Attorney seeks discharge of Yavorcik's Oakhill conviction


By David Skolnick

skolnick@vindy.com

CLEVELAND

The attorney for Martin Yavorcik said his client’s eight-felony conviction in connection with the Oakhill Renaissance Place corruption scandal should be dismissed because of errors made by the trial judge.

In a 48-page motion filed with the 8th District Court of Appeals, David L. Doughten, Yavorcik’s Cleveland-based attorney, wrote that seven errors were made: five that should either reverse the convictions or dismiss the convictions, and two others that would call for a new trial.

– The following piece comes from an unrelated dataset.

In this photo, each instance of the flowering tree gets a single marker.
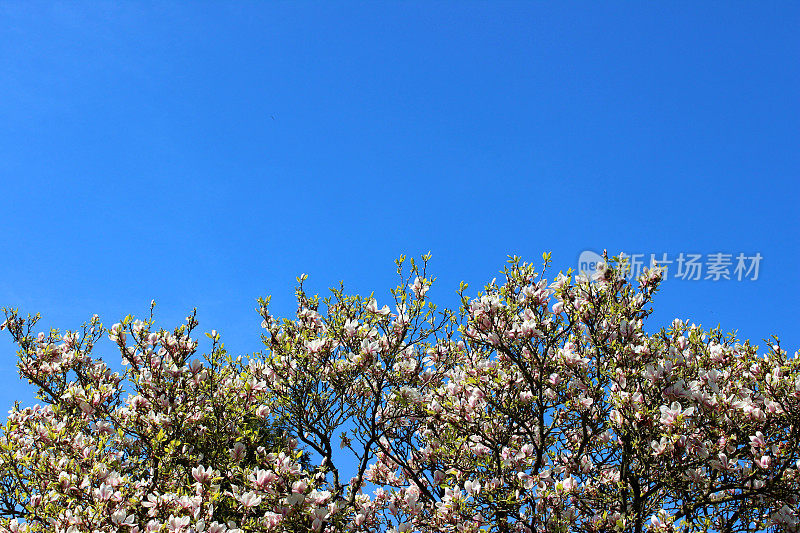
(540, 406)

The arguments in the motion filed by Yavorcik’s attorney with the court by Friday’s deadline are familiar. All were raised by Yavorcik, an attorney – now suspended by the Ohio Supreme Court – from Boardman, who defended himself during the trial. Each was rejected during the trial by Judge Janet R. Burnside of Cuyahoga County Common Pleas Court, who oversaw the case.

Among them are Yavorcik’s contention that the state failed to provide enough evidence to prove he was part of the Oakhill conspiracy, that he wasn’t a candidate or public official when he accepted money a jury considered a bribe, that Cuyahoga County wasn’t the proper venue for the trial, that omitting information about that money on campaign-finance reports doesn’t constitute tampering with evidence, and that prosecutors used protected incriminating statements made by Yavorcik to get an indictment from a grand jury.

A jury on March 25 found Yavorcik, a failed 2008 independent candidate for Mahoning County prosecutor, guilty of one count each of engaging in a pattern of corrupt activity, conspiracy and tampering with records; two counts of money laundering; and three counts of bribery.

The jury sided with prosecutors who said Yavorcik took about $140,000 in bribes in 2008 to kill an investigation – if he were elected prosecutor – into the illegal obstruction of Mahoning County’s purchase of the Oakhill Renaissance Place, a former hospital on Youngstown’s South Side.

The purchase wasn’t stopped, and Yavorcik lost the election by 38 percentage points.

Judge Burnside sentenced Yavorcik on April 22 to five years of probation, including one year of house arrest.

He faced up to 10 years’ in prison with prosecutors seeking a sentence of five to nine years.

The Ohio Supreme Court indefinitely suspended Yavorcik’s law license May 2.

He filed an appeal May 11 – the same day Judge Burnside found him to be indigent – to overturn the conviction. A day later, prosecutors filed an appeal to the sentence contending it was “contrary to law.”

The court of appeals gave prosecutors until Oct. 17 to file their brief in this case.

Yavorcik got rid of his public defender about a month after Judge Burnside granted the request and retained Doughten. Doughten sought and received three extensions from the court to file his brief because of other cases he’s handling.